With my recent return to university, I’ve become enamoured with the practical implications of diverse research for game design, particularly research from Organizational Behavour. Zubon has a very interesting post about the neurological basis of wanting versus liking and its implications for games and MMORPG’s in particular.
In the most important neurological finding I have read all year, mammals have correlated but entirely separable systems for wanting and liking. Ponder that a moment … Your brain gives you the same neurochemicals for watching that little bar fill that it would for actually accomplishing something. Even if you know you are accomplishing little […]. There are lots of flaws in the human brain we can exploit to make you feel like you need to continue, preferably keeping you from pausing to consider whether you are having much fun or if you should stop.

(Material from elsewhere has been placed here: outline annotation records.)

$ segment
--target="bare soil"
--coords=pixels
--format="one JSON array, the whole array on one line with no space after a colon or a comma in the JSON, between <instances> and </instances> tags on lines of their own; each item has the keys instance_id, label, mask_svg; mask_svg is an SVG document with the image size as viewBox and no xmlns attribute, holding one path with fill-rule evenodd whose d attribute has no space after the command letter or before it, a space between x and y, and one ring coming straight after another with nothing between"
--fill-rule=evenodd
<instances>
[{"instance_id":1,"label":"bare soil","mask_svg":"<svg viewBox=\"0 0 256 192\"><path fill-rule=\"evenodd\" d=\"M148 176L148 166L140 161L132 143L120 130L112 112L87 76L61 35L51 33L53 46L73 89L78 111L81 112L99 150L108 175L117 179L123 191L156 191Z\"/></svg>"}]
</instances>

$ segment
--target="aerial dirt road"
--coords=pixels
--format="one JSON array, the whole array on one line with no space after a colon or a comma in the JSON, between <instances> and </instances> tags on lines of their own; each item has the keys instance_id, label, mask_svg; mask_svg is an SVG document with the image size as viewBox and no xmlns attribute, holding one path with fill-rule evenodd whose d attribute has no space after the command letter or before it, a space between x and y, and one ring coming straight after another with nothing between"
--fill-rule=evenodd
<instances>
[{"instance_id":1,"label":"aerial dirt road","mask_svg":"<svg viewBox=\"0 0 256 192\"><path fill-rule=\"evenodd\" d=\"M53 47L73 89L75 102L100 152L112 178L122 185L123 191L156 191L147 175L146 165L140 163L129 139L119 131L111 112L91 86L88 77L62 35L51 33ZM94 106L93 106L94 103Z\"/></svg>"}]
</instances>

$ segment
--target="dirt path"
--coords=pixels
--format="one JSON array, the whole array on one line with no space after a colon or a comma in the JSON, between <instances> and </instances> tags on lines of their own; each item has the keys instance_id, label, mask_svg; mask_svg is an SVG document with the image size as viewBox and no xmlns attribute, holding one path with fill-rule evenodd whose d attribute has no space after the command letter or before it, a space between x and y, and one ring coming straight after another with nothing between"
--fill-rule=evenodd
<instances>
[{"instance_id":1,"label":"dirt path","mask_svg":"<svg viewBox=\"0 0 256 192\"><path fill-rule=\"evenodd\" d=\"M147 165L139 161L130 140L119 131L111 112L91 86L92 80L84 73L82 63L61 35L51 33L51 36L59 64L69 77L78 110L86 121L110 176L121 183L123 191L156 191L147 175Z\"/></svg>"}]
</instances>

Many of us eventually reach a point where we consider the value of the games we play with respect to their opportunity cost (time, money, physical activity, in-person social engagement, alternate hobbies). I’ve “quit” playing MMORPG’s more than once.
More and more games focus exclusively on simplistic activities that activate the fun (opiod distributing) circuits of the brain. You continue playing for the chemical burst, often well beyond when you might rationally conclude you should stop.
In contrast, games like UO and (dare I mention it) pre-NGE SWG included more sandbox and simulation. You could more easily engage in activities beyond the standard pixel bashing. Build a player city. Develop a crafting-based business. Role-play. Such activities no doubt also induce the release of neural-fun-juices (yes, that is the technical term). But other factors contribute to enjoyment. In helping to build a player city I engaged creative skills, math and language, and acted as a salesperson, planner and diplomat.
I returned to these games for the visceral fun (neural-fun-juice) and skinner-box rewards. But I also returned, I think, because I *wanted* to (motivated in the Expectancy Theory sense). There was a sense of community, creativity and contribution in the player-built-city that I valued.
I am waiting for the day someone releases a Sandboxy Social Online Game for Casual players that actually manages to gain traction with a substantial player-base. In other words, I would really *like* a game that I am able to rationally *want* and rationally do not *want* a game that I merely *like*.